Herr Kraus, die Veranstalter verbuchten in diesem Jahr 6,3 Millionen Gäste, ein leichter Rückgang im Vergleich zum Vorjahr. Hat sich das auch in den Einsatzstatistiken wiedergespiegelt?
Gewissermaßen ja. Wir sind sehr zufrieden mit der Kriminalität auf der Wiesn in diesem Jahr, zu verzeichnen war insgesamt eine rückläufige Straftatenentwicklung. Nicht wiedergespiegelt hat es sich jedoch in der Anzahl der Einsätze, welche sich geringfügig gesteigert hat.
Ein wie großes Thema war dabei Gewalt in diesem Jahr?
Insgesamt erfreulich: Die Anzahl der Körperverletzungen ist zurückgegangen, dabei sind auch die berüchtigten „Maßkrugschlägereien“ seltener geworden. Nichtsdestotrotz ist jede begangene Körperverletzung eine zu viel, denn Gewalt hat auf einem Volksfest eigentlich nichts zu suchen. Negativ war leider die Anzahl der Gewaltausübung gegen unsere Kollegen. Oft griffen auch Unbeteiligte während eines Einsatzes unsere Kollegen an, in einem Fall sprang eine Person völlig unabsehbar von hinten in einen Kollegen. Es ist schon erschreckend, dass alleine die Anzahl der Gewalt gegen die Polizei gestiegen ist.

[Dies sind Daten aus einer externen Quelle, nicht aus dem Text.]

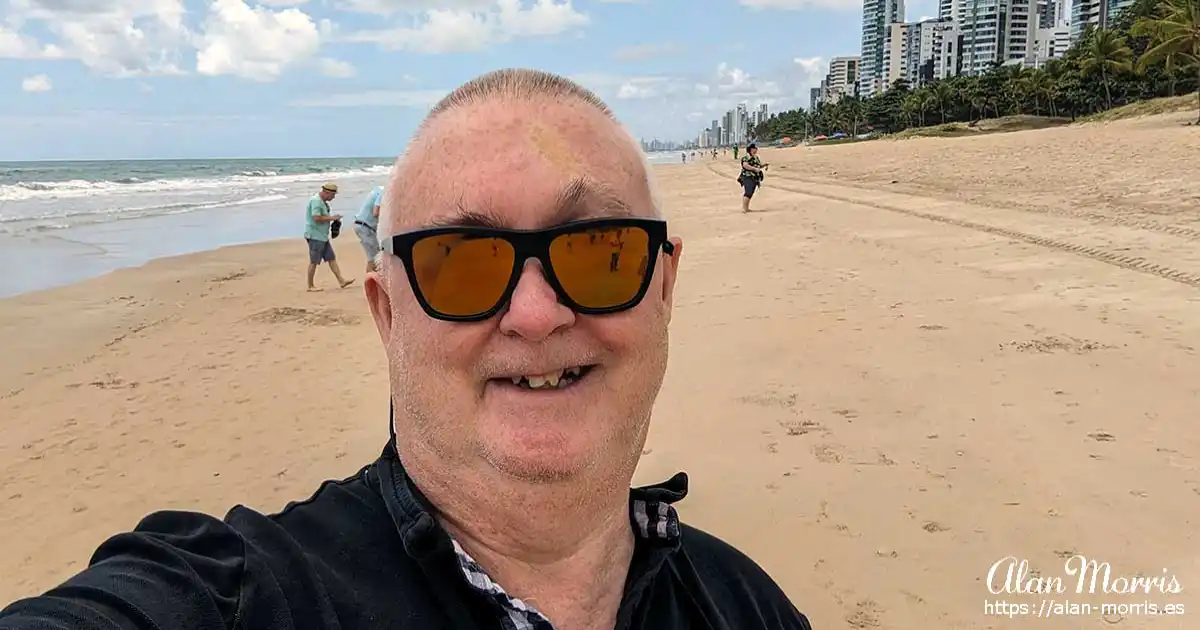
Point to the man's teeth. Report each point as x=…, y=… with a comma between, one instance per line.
x=550, y=381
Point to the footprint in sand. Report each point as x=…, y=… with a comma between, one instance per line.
x=311, y=317
x=864, y=615
x=827, y=453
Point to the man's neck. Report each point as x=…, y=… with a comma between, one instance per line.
x=562, y=549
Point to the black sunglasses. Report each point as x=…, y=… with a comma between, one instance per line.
x=468, y=274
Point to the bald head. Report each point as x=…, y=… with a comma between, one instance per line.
x=515, y=84
x=517, y=123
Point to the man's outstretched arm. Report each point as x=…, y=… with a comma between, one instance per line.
x=174, y=571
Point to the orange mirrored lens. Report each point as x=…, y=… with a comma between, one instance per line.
x=601, y=268
x=461, y=275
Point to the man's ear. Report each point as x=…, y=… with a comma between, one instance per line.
x=670, y=273
x=379, y=301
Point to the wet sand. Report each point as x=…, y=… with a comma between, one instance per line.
x=879, y=389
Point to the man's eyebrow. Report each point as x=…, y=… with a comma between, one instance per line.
x=583, y=197
x=466, y=216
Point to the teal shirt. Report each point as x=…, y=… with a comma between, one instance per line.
x=313, y=229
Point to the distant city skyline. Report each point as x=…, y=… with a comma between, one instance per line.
x=965, y=37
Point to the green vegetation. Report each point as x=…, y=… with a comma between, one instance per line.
x=1151, y=51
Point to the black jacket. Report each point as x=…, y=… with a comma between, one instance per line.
x=366, y=553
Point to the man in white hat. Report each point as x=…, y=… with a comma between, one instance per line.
x=316, y=233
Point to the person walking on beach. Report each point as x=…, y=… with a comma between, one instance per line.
x=751, y=175
x=365, y=225
x=520, y=408
x=316, y=233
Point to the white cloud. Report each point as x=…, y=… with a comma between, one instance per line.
x=335, y=69
x=389, y=7
x=417, y=99
x=39, y=83
x=799, y=5
x=253, y=42
x=681, y=106
x=467, y=25
x=117, y=37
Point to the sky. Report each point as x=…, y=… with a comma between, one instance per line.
x=106, y=79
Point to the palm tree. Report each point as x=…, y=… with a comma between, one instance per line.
x=1174, y=34
x=943, y=95
x=1037, y=84
x=1107, y=54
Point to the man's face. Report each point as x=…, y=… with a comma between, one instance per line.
x=451, y=382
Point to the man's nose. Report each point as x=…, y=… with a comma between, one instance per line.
x=534, y=311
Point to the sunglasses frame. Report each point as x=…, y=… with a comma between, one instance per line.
x=532, y=244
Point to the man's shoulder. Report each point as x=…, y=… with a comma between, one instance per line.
x=744, y=593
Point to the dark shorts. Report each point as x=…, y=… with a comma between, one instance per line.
x=748, y=186
x=319, y=251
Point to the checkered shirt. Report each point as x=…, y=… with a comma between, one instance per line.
x=652, y=521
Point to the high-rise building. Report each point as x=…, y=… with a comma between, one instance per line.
x=877, y=15
x=921, y=52
x=841, y=79
x=993, y=31
x=1099, y=13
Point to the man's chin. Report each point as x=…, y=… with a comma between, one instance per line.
x=538, y=468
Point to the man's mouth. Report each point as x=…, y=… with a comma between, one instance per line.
x=550, y=381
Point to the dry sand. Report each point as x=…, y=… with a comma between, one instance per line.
x=879, y=389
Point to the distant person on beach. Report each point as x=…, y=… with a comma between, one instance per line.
x=523, y=366
x=316, y=233
x=365, y=223
x=753, y=172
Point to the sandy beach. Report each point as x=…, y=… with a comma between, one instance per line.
x=915, y=359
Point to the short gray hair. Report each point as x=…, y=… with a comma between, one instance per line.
x=523, y=84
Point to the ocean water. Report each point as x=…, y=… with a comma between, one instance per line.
x=61, y=222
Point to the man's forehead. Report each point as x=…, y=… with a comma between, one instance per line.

Kann man da noch von Einzelfällen sprechen?
Natürlich sind das in Relation zur Gesamtbesucherzahl nur Einzelfälle. Doch dass wir seit Jahren Steigerungen in diesem Bereich feststellen müssen, ist zumindest bedenklich.
Sorgt das bei Ihren Kollegen für Verunsicherung oder ist diese Entwicklung längst Berufsalltag?
Angst darf man auf dem Oktoberfest nicht haben. Die Kollegen werden im Vorfeld in einem Einsatztraining geschult und wissen natürlich, was auf sie zukommt. Unsere Taktik ist ja auch dementsprechend geplant, wir schicken zum Beispiel keine Beamten alleine los, sondern sind sie immer in Einsatzgruppen unterwegs. Und natürlich ist den Kollegen auch bewusst, dass bei alkoholisierten Personen immer ein gewisses Aggressionspotential gegeben ist, man muss sich also auf solche Fälle einstellen.
Was war in Ihren Augen der spektakulärste Einsatz in diesem Jahr?
Ein kritischer Moment war ein Böllerwurf in einer U-Bahnstation am letzten Wiesn-Samstag. Zwei Jugendliche haben einen Feuerwerkskörper in einen Luftschacht an der U-Bahnhaltestelle „Theresienwiese“ geworfen. Dadurch entstand eine heftige Rauchentwicklung und die komplette Station musste gesperrt werden. Das ist natürlich der reinste Wahnsinn, wenn man bedenkt, dass die Haltestelle zu dieser Zeit komplett überlagert ist. Wir hatten ein riesiges Glück, dass keine Panik ausgebrochen ist. Die Jugendlichen konnten wir später festnehmen, die haben keine Ahnung, was sie hätten anrichten können.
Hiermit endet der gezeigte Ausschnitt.